Once you have your room dimensions, the Paint Calculator turns them into gallons and quarts in one step. The Square Footage Calculator handles the wall-area math for irregular rooms — both free and instant.

Key Takeaways

  • Wall area = perimeter × ceiling height, minus 20 sq ft per door and 15 sq ft per window. Multiply by coats, divide by 400, round up.
  • One gallon covers about 350–400 sq ft on smooth primed walls. Less on textured, porous or rough surfaces.
  • Two coats is the default for walls and trim. One coat may be enough only for same-color refresh on existing paint in good shape.
  • A standard 12×12 bedroom needs about 2 gallons of wall paint for two coats, plus a quart of trim and a half-gallon of ceiling.
  • Exterior estimates: roughly 5–8 gallons for a 1,500 sq ft single-story, 10–16 gallons for a 2,500+ sq ft two-story — more for stucco or rough siding.
  • Mid-range paint at $30–$50 per gallon is the sweet spot for most projects; premium paint earns its price on high-traffic walls.
  • DIY a bedroom for $80–$200, or pay $400–$800 for a pro. Whole-house interior is $400–$1,500 DIY or $2,000–$6,000 professional.

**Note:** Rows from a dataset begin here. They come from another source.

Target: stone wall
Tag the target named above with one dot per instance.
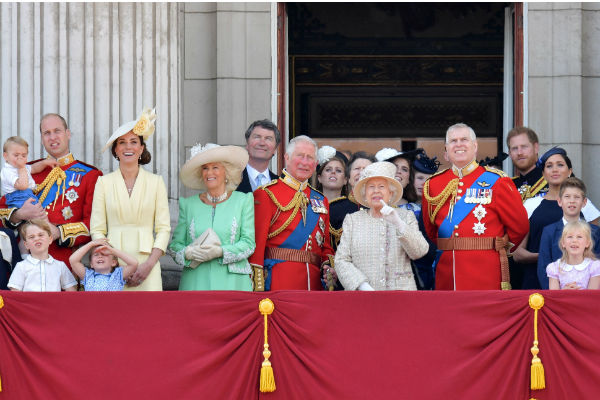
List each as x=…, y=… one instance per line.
x=564, y=84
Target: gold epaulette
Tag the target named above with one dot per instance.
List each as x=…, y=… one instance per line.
x=496, y=171
x=434, y=204
x=337, y=199
x=438, y=173
x=274, y=181
x=69, y=232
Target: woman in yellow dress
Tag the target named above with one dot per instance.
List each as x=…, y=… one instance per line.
x=130, y=205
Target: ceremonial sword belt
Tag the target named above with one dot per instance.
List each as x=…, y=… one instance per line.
x=478, y=243
x=293, y=255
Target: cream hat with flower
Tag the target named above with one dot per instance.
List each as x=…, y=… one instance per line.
x=234, y=158
x=381, y=169
x=143, y=126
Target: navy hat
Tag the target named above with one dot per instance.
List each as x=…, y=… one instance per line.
x=548, y=154
x=494, y=161
x=424, y=164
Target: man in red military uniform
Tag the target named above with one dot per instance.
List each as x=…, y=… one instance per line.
x=291, y=225
x=476, y=214
x=65, y=192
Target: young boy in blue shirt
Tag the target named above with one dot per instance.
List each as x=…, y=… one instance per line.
x=572, y=198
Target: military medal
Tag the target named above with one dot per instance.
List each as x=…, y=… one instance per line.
x=67, y=212
x=479, y=227
x=71, y=195
x=319, y=238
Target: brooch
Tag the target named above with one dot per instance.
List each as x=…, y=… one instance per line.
x=479, y=212
x=71, y=195
x=319, y=238
x=67, y=213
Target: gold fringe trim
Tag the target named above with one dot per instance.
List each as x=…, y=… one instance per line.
x=538, y=381
x=439, y=200
x=267, y=378
x=298, y=202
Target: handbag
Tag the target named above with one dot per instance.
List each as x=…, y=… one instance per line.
x=208, y=238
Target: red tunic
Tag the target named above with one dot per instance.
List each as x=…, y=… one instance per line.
x=471, y=269
x=70, y=214
x=289, y=274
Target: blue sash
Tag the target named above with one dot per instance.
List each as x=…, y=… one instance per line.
x=74, y=174
x=462, y=209
x=297, y=239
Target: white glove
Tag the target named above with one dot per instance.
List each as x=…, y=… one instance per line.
x=366, y=287
x=390, y=215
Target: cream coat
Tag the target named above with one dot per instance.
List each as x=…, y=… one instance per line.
x=373, y=250
x=133, y=224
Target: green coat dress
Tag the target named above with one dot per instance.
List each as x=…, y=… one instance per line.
x=233, y=221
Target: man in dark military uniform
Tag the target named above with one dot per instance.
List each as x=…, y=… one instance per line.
x=291, y=225
x=65, y=192
x=523, y=148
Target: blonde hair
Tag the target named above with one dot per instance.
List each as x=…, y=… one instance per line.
x=40, y=223
x=15, y=140
x=577, y=226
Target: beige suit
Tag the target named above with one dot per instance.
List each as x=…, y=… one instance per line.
x=372, y=250
x=129, y=222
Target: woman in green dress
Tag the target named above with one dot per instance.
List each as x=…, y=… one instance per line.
x=215, y=232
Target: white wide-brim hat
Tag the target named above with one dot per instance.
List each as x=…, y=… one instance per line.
x=381, y=169
x=234, y=158
x=143, y=126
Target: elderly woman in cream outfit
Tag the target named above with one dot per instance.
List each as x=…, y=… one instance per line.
x=377, y=244
x=130, y=205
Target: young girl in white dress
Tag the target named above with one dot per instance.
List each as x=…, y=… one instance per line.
x=578, y=267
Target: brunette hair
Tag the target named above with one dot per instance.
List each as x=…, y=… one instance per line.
x=40, y=223
x=519, y=130
x=145, y=158
x=572, y=182
x=320, y=169
x=53, y=115
x=15, y=140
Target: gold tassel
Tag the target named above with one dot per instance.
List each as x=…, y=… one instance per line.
x=538, y=381
x=267, y=378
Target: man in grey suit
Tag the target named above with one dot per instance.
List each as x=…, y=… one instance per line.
x=262, y=139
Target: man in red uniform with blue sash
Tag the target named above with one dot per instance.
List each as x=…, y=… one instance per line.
x=291, y=225
x=475, y=213
x=65, y=192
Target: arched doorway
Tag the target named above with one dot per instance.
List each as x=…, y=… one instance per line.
x=371, y=75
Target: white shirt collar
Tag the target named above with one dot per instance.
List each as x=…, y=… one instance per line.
x=579, y=267
x=35, y=261
x=253, y=173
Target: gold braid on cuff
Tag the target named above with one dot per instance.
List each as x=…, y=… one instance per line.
x=69, y=232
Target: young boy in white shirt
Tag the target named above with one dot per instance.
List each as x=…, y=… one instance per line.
x=39, y=272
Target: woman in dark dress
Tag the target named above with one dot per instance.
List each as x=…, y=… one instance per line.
x=543, y=211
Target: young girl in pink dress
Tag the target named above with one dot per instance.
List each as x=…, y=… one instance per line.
x=578, y=267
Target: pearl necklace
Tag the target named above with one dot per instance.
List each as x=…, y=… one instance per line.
x=216, y=199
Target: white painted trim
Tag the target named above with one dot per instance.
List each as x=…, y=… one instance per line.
x=508, y=86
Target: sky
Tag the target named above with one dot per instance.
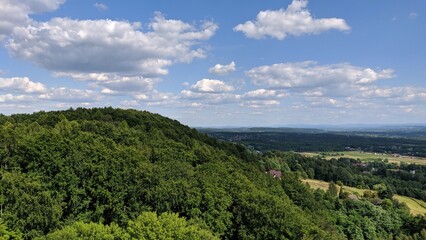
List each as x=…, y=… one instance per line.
x=219, y=63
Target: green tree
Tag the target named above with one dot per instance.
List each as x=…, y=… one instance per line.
x=150, y=226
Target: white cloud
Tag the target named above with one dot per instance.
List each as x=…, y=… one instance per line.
x=100, y=6
x=211, y=86
x=296, y=20
x=21, y=84
x=311, y=75
x=75, y=47
x=261, y=94
x=223, y=69
x=69, y=95
x=261, y=98
x=210, y=98
x=10, y=98
x=260, y=103
x=15, y=13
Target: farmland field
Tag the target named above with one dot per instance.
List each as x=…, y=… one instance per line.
x=368, y=156
x=417, y=207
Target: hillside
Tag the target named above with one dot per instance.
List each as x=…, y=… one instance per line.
x=126, y=174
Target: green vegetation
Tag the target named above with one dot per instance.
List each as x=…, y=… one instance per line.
x=125, y=174
x=368, y=156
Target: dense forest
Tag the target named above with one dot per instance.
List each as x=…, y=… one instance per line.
x=311, y=140
x=125, y=174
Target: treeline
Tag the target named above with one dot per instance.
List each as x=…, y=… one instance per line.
x=118, y=174
x=323, y=142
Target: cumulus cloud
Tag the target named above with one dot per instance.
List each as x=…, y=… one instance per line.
x=413, y=15
x=296, y=20
x=220, y=69
x=16, y=13
x=10, y=98
x=211, y=86
x=262, y=94
x=100, y=6
x=311, y=75
x=21, y=84
x=210, y=98
x=75, y=47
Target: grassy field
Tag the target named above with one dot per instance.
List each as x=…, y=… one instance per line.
x=367, y=156
x=417, y=207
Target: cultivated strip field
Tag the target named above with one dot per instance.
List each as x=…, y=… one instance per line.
x=417, y=207
x=367, y=156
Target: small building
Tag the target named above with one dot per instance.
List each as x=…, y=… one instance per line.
x=275, y=173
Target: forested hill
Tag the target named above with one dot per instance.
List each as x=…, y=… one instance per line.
x=124, y=174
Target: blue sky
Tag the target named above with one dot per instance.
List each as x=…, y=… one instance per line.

Frequently Asked Questions

How much paint do I need?
Measure the perimeter of the room and multiply by the ceiling height to get total wall area in sq ft. Subtract 20 sq ft per door and 15 sq ft per window. Multiply by the number of coats (usually 2), then divide by 350–400 (sq ft per gallon) and round up. A 12×12 room with 8-ft ceilings works out to about 2 gallons for two coats.
How much does a gallon of paint cover?
A gallon of quality interior paint covers about 350 to 400 sq ft on smooth primed walls in one coat. Porous, textured or unprimed surfaces drop that to 250–350 sq ft. Primer covers less — about 200–300 sq ft per gallon — because it soaks into the surface. A quart covers about 100 sq ft.
How many coats of paint do I need?
Two coats is the residential standard for walls. One coat may be enough when painting over the same color in good condition, but for any color change, on new drywall, over patched repairs, or for deep or bright colors, plan on two coats. Ceilings often need only one coat of flat paint; trim and doors typically want two coats of semi-gloss.
How much paint do I need for a 12x12 room?
A 12 by 12 ft room with 8-ft ceilings has about 384 sq ft of wall area before subtracting doors and windows. Assuming one door and two windows, you have around 334 sq ft of paintable surface — that is 1 gallon for a single coat and 2 gallons for two coats with a little left over for touch-ups.
How much paint do I need for trim?
For interior trim, baseboards and doors, plan on about one quart per average-sized room. A whole house with trim everywhere typically needs 1 to 2 gallons of semi-gloss for two coats. Doors take about a quart per door for two coats.
How much paint do I need for the exterior of a house?
Measure the perimeter of the house and multiply by the wall height. A typical 1,500 sq ft single-story home has roughly 1,200–1,500 sq ft of exterior wall, which needs about 5–8 gallons for two coats. A 2,500 sq ft two-story home runs closer to 2,500–3,000 sq ft of wall, or 10–15 gallons for two coats. Rough or textured siding cuts coverage significantly — plan on more for stucco.
How much does it cost to paint a room?
DIY paint costs for an average bedroom run about $80–$200 including 2 gallons of mid-range paint plus supplies (rollers, tape, drop cloth). Professional painting of the same room typically costs $400–$800, depending on prep work, ceiling height and local labor rates. Larger or two-story rooms cost more.
Do I need primer before painting?
Primer is genuinely needed when painting new drywall, bare wood, repaired patches, or making a major color change (especially dark over light or vice versa). For repainting an existing wall in a similar color, a good-quality paint-and-primer-in-one is usually enough. Stain-blocking primer is essential when covering water stains, smoke damage or strong colors.